The FDA on Thursday announced new rules that will for the first time require the devices and their ingredients to be reviewed, a mandate aimed at protecting consumers. E-cigarettes are battery-powered devices that turn liquid nicotine into an inhaled vapor.
Before brands are allowed to stay on the market, regulators would have to check the design, contents and flavor of the fast-growing devices, which have found a foothold with teenagers.
“Millions of kids are being introduced to nicotine every year, a new generation hooked on a highly addictive chemical,” said Health and Human Services Secretary Sylvia Burwell. “We cannot let the enormous progress we’ve made toward a tobacco-free generation be undermined by products that impact our health and economy in this way.”
The FDA rules also extend long-standing restrictions on traditional cigarettes to a host of other products, including hookahs, pipe tobacco and nicotine gels.
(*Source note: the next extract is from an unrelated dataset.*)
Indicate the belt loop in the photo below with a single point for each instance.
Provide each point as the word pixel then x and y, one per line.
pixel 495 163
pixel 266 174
Starting in August, Americans younger than 18 will be banned from buying the products, and many purchasers will have to show identification to prove their age, a rule already in place in Washington and most other states.
Manufacturers of e-cigarettes and other newly covered products will have to register with the FDA and provide evidence of the ingredients, manufacturing processes and scientific data. They’ll be subject to FDA inspections and prohibited from distributing free samples.
Those rules also will apply to small vaping shops and businesses that mix their own e-cigarette liquids, making them producers under the regulations.
That drew the ire of Tony Mandarano, founder of ZampleBox, which operates a monthly subscription vaping club from Seattle. He said the FDA regulations will undermine the many entrepreneurs who have seen a need in the market — and met it.
“These regulations are designed to transfer wealth and power from a decentralized industry and community of small businesses and consumers to a centralized industry dominated by a few hand-selected big businesses,” Mandarano said. “The products will be the same. They will still contain nicotine and vapor, but they’ll cost a lot more for consumers and be owned by a few big businesses.”
State Sen. Bruce Dammeier, R-Pierce County, said the new federal regulations are an expected companion to a strict new Washington state law he co-sponsored this year. It sets limits on the distribution and sale of the devices.
“Our provisions to safeguard our youth are fully in place,” Dammeier said.
And Rep. Gerry Pollet, D-Seattle, noted that the provisions in the Washington state law requiring disclosure of ingredients and nicotine levels in vaping fluids will take effect this summer, three years before the FDA law is binding.
“Washington state broke ground here,” he said. “Many of the things that the FDA said to do for public health, we’re doing now.”